[erlang-questions] Charset conversion / stylistic question.

Wed Apr 18 23:19:18 CEST 2007

> map_1(F, Bin) ->
>   {C, Rest} = F(Bin),
>   [C | map_1(F, Rest)];
> map_1(F, <<>>) -> [].

Just to make sure I understand. The above example isn't tail recursive
either, correct? The [|] list construction gets executed after the
recursive call to map_1 ...

So what I've changed is:

the binary map just converts the binary to a list which uses lists:map/2:

  map (Function, <<B/binary>>) -> lists:map(Function, binary_to_list(B));
  map (_Function, <<>>) -> [].

I've moved all the conversion functions into a separate module, so I'd
have one module per charset later. Still:
  ...
  cp037_to_iso_8859_1 (129) -> 97; % a
  cp037_to_iso_8859_1 (130) -> 98; % b
  cp037_to_iso_8859_1 (131) -> 99; % c
  ...

seems sort of inefficient, especially considering the size of the
source to convert UCS :)

Finally, in the main module, I implement the `convert` function like this:

convert({ebcdic, iso_8859_1}, <<Binary/binary>>) ->
	map(fun cp037:cp037_to_iso_8859_1/1, Binary);

convert({iso_8859_1, ebcdic}, String) ->
	L = lists:map(fun cp037:iso_8859_1_to_cp037/1, String),
	list_to_binary(L);

convert({To, From}, _) -> {unsupported_encodings, To, From}.
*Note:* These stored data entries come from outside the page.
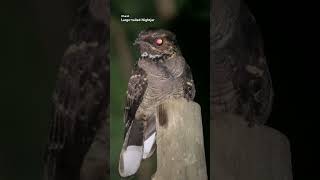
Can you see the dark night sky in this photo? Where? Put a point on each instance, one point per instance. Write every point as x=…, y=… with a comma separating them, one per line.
x=288, y=30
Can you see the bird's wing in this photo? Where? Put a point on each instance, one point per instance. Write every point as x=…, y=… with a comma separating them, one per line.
x=189, y=87
x=137, y=86
x=132, y=149
x=79, y=107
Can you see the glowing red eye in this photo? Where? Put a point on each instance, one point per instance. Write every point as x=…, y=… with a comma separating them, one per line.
x=159, y=41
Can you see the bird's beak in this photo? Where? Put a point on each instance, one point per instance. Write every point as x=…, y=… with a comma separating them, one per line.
x=138, y=41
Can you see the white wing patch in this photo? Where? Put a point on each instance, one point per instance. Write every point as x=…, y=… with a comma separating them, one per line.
x=131, y=158
x=148, y=144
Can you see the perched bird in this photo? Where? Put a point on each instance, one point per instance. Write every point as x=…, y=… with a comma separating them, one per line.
x=160, y=73
x=241, y=82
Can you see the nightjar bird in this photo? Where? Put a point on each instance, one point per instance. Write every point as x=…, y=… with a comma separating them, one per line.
x=160, y=73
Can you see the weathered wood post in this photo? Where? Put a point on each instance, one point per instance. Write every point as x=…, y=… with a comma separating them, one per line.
x=180, y=147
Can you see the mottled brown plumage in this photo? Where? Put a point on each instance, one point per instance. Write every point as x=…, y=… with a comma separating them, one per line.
x=161, y=73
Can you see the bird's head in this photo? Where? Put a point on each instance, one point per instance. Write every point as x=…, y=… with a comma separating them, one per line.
x=156, y=43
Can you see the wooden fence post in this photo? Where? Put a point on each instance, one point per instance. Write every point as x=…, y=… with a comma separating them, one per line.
x=180, y=147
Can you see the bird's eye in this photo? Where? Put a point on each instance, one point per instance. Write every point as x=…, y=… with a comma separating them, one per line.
x=159, y=41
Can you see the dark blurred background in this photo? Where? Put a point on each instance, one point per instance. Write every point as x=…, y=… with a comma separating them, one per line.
x=189, y=20
x=34, y=36
x=289, y=32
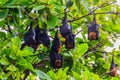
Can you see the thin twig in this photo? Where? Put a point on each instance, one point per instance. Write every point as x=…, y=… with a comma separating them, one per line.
x=93, y=10
x=9, y=29
x=78, y=32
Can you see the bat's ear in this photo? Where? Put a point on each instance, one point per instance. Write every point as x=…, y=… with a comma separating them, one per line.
x=116, y=65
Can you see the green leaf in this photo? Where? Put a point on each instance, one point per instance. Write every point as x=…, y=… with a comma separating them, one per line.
x=4, y=61
x=77, y=2
x=81, y=49
x=95, y=2
x=69, y=3
x=10, y=2
x=34, y=15
x=3, y=13
x=25, y=64
x=26, y=52
x=52, y=19
x=11, y=68
x=42, y=75
x=38, y=7
x=2, y=2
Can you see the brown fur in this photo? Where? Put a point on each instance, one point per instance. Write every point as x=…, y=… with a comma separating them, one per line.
x=92, y=35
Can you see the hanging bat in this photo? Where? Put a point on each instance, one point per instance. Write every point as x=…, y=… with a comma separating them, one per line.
x=45, y=39
x=65, y=29
x=29, y=38
x=56, y=46
x=113, y=67
x=70, y=41
x=37, y=36
x=56, y=60
x=93, y=32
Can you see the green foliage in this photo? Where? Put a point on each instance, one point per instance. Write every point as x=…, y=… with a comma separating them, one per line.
x=88, y=61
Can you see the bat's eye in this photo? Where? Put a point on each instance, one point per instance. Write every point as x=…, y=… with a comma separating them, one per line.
x=69, y=44
x=92, y=35
x=113, y=72
x=57, y=63
x=59, y=48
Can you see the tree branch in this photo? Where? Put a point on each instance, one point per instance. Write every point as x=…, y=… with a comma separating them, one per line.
x=93, y=10
x=9, y=29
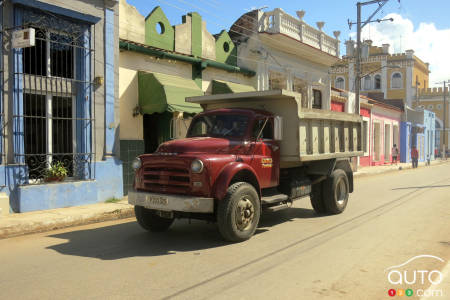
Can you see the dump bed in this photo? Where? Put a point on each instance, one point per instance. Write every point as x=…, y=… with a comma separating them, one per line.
x=308, y=134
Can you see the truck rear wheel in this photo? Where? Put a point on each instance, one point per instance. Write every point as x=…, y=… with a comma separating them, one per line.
x=316, y=197
x=336, y=192
x=238, y=212
x=150, y=221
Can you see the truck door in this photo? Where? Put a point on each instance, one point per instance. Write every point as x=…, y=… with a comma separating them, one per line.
x=266, y=154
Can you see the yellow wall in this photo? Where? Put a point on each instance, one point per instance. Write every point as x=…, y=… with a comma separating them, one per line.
x=421, y=76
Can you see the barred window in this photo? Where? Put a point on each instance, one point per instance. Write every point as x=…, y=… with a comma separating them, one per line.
x=317, y=99
x=396, y=82
x=367, y=83
x=340, y=83
x=377, y=82
x=277, y=81
x=53, y=118
x=300, y=86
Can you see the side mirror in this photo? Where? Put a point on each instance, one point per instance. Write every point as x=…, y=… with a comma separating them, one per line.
x=278, y=128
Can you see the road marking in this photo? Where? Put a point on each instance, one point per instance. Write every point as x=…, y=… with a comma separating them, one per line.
x=445, y=272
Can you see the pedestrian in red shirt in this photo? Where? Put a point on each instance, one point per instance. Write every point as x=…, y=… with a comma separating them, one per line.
x=414, y=156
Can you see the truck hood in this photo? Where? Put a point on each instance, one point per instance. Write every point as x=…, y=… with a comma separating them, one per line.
x=199, y=145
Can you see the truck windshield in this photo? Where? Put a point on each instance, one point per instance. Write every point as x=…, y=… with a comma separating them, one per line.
x=218, y=125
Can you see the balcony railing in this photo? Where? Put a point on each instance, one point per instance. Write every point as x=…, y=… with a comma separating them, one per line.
x=277, y=21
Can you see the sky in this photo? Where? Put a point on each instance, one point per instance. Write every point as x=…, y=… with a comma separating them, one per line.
x=423, y=26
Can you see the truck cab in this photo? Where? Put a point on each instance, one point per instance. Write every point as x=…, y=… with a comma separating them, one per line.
x=233, y=164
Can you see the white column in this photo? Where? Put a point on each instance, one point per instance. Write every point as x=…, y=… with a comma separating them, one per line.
x=351, y=77
x=384, y=77
x=409, y=84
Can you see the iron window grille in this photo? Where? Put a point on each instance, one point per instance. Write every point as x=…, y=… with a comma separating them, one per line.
x=53, y=117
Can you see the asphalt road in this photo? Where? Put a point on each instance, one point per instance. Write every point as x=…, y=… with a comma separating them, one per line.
x=295, y=254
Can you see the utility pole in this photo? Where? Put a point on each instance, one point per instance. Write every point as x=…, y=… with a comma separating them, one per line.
x=444, y=130
x=358, y=57
x=359, y=27
x=445, y=125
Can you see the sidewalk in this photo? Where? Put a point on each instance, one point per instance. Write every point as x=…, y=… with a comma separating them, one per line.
x=365, y=171
x=46, y=220
x=41, y=221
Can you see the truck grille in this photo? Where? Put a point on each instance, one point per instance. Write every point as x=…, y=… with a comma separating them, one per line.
x=166, y=179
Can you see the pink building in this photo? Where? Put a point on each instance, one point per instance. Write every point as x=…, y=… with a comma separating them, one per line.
x=383, y=132
x=381, y=126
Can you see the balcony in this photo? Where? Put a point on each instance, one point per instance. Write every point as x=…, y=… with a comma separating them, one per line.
x=279, y=22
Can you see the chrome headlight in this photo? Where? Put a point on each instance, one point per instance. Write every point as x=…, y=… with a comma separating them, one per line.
x=136, y=164
x=197, y=166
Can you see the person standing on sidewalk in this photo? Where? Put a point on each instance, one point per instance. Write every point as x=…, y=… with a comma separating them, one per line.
x=394, y=154
x=414, y=156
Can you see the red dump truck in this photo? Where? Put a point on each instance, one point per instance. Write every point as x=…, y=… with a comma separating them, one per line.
x=245, y=154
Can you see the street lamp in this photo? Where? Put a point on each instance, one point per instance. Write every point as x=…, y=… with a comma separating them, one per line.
x=359, y=26
x=445, y=119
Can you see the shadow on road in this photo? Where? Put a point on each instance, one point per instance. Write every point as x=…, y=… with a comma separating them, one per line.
x=422, y=187
x=129, y=240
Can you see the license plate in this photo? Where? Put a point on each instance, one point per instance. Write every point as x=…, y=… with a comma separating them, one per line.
x=156, y=200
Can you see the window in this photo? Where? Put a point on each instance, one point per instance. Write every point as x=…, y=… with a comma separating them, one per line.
x=53, y=55
x=277, y=81
x=340, y=83
x=377, y=82
x=267, y=133
x=317, y=99
x=55, y=121
x=301, y=87
x=367, y=83
x=218, y=125
x=48, y=126
x=366, y=137
x=396, y=82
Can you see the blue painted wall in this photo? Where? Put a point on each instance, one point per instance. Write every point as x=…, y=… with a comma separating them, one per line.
x=430, y=133
x=25, y=198
x=110, y=130
x=108, y=179
x=425, y=142
x=405, y=143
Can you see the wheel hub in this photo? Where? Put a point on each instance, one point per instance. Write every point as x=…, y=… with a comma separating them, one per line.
x=341, y=191
x=245, y=213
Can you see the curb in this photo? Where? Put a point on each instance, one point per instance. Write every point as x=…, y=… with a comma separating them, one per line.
x=390, y=170
x=43, y=221
x=23, y=227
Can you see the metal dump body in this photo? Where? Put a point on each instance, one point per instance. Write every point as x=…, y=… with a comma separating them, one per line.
x=308, y=134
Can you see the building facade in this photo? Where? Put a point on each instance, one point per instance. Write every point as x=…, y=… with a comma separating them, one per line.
x=433, y=100
x=418, y=129
x=388, y=76
x=58, y=103
x=159, y=66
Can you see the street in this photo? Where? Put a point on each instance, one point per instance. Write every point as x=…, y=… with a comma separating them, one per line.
x=294, y=254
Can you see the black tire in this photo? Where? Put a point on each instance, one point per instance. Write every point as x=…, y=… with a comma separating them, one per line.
x=336, y=192
x=241, y=200
x=150, y=221
x=316, y=198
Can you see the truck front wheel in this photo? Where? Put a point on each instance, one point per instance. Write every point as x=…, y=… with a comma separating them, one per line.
x=238, y=212
x=336, y=191
x=150, y=221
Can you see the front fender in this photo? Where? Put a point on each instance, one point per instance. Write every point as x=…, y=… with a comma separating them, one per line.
x=228, y=173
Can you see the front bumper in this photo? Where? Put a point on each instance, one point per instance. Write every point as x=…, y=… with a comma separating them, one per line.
x=171, y=202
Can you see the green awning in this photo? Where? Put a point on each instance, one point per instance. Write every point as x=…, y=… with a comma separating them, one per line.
x=225, y=87
x=160, y=92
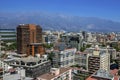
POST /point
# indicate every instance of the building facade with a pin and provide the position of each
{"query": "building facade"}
(64, 58)
(29, 39)
(57, 74)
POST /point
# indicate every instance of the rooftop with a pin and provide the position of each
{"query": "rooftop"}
(49, 76)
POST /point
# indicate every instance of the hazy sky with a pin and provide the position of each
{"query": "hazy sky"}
(108, 9)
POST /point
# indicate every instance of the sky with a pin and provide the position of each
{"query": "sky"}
(106, 9)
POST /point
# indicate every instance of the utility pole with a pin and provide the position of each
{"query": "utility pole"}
(0, 44)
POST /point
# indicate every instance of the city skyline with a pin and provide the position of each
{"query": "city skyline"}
(107, 9)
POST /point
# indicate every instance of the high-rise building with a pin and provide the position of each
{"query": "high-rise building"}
(100, 59)
(29, 39)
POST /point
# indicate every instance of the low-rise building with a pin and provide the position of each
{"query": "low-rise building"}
(64, 58)
(57, 74)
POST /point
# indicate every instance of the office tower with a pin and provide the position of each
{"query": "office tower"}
(29, 39)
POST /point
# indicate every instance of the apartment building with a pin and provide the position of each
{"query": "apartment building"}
(34, 66)
(64, 58)
(29, 39)
(57, 74)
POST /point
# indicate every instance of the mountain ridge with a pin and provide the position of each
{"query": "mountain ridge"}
(58, 22)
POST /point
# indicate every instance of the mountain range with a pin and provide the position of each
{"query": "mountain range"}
(51, 21)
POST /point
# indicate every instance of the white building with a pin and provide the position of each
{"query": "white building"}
(64, 58)
(57, 74)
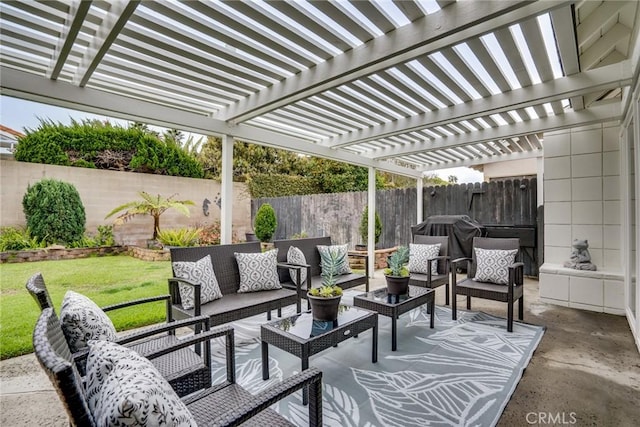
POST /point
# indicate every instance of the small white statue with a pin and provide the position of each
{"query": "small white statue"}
(580, 257)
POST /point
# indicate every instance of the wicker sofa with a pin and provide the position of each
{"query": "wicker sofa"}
(186, 370)
(233, 305)
(308, 246)
(224, 404)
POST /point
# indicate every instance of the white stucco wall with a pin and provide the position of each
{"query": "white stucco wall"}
(582, 201)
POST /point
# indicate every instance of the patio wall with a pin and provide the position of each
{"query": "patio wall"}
(101, 191)
(582, 201)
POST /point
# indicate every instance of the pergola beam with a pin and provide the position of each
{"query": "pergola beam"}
(598, 114)
(447, 27)
(77, 14)
(104, 38)
(30, 86)
(604, 78)
(486, 160)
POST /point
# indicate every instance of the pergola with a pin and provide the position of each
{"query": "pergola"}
(401, 86)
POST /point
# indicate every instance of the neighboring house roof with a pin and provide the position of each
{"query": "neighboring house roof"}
(8, 139)
(406, 87)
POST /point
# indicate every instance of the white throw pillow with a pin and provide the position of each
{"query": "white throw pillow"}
(258, 271)
(201, 272)
(419, 254)
(341, 265)
(296, 256)
(492, 265)
(131, 390)
(82, 320)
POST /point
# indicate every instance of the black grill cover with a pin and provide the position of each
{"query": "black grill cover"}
(460, 228)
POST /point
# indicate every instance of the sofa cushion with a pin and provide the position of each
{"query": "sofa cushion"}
(419, 254)
(82, 320)
(334, 260)
(296, 256)
(492, 265)
(131, 390)
(200, 272)
(258, 271)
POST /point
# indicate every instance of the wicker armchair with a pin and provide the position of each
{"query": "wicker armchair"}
(226, 404)
(429, 280)
(509, 292)
(186, 370)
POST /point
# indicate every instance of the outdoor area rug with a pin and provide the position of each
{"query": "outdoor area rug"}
(460, 373)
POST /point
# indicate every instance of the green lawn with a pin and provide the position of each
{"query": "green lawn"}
(106, 280)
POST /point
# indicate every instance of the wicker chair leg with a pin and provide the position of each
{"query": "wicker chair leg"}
(521, 308)
(315, 404)
(446, 295)
(510, 316)
(454, 303)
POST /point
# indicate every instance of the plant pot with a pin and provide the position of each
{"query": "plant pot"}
(397, 285)
(325, 309)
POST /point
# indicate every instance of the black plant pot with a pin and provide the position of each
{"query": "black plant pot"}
(325, 309)
(397, 285)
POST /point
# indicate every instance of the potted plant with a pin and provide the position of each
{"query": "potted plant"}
(364, 229)
(397, 273)
(265, 222)
(324, 301)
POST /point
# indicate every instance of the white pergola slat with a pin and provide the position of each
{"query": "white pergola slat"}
(380, 84)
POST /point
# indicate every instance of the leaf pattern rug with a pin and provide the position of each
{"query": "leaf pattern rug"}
(461, 373)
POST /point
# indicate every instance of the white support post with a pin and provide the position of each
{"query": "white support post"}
(419, 200)
(540, 180)
(371, 236)
(226, 190)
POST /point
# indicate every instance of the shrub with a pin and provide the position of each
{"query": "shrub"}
(179, 236)
(17, 239)
(94, 144)
(54, 212)
(364, 226)
(210, 234)
(265, 222)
thinking that a non-native (non iso-8859-1) string would usually show
up as a binary and 8859-1 strings are most useful as lists. Anyway,
I'm just sort of thinking out loud. I should start writing the actual
code to see how the interface to `convert` should look.

Thanks for all the help,
   -tim

>
> where e.g. F could call:
>
> cp037_to_iso8859_1 (<<129:1, Rest/binary>>) -> {97,Rest}; % a
> ...
>
>  Then, your conversion fun could select as many bytes
> as it needs to.
>
> BR,
> Ulf W
>
>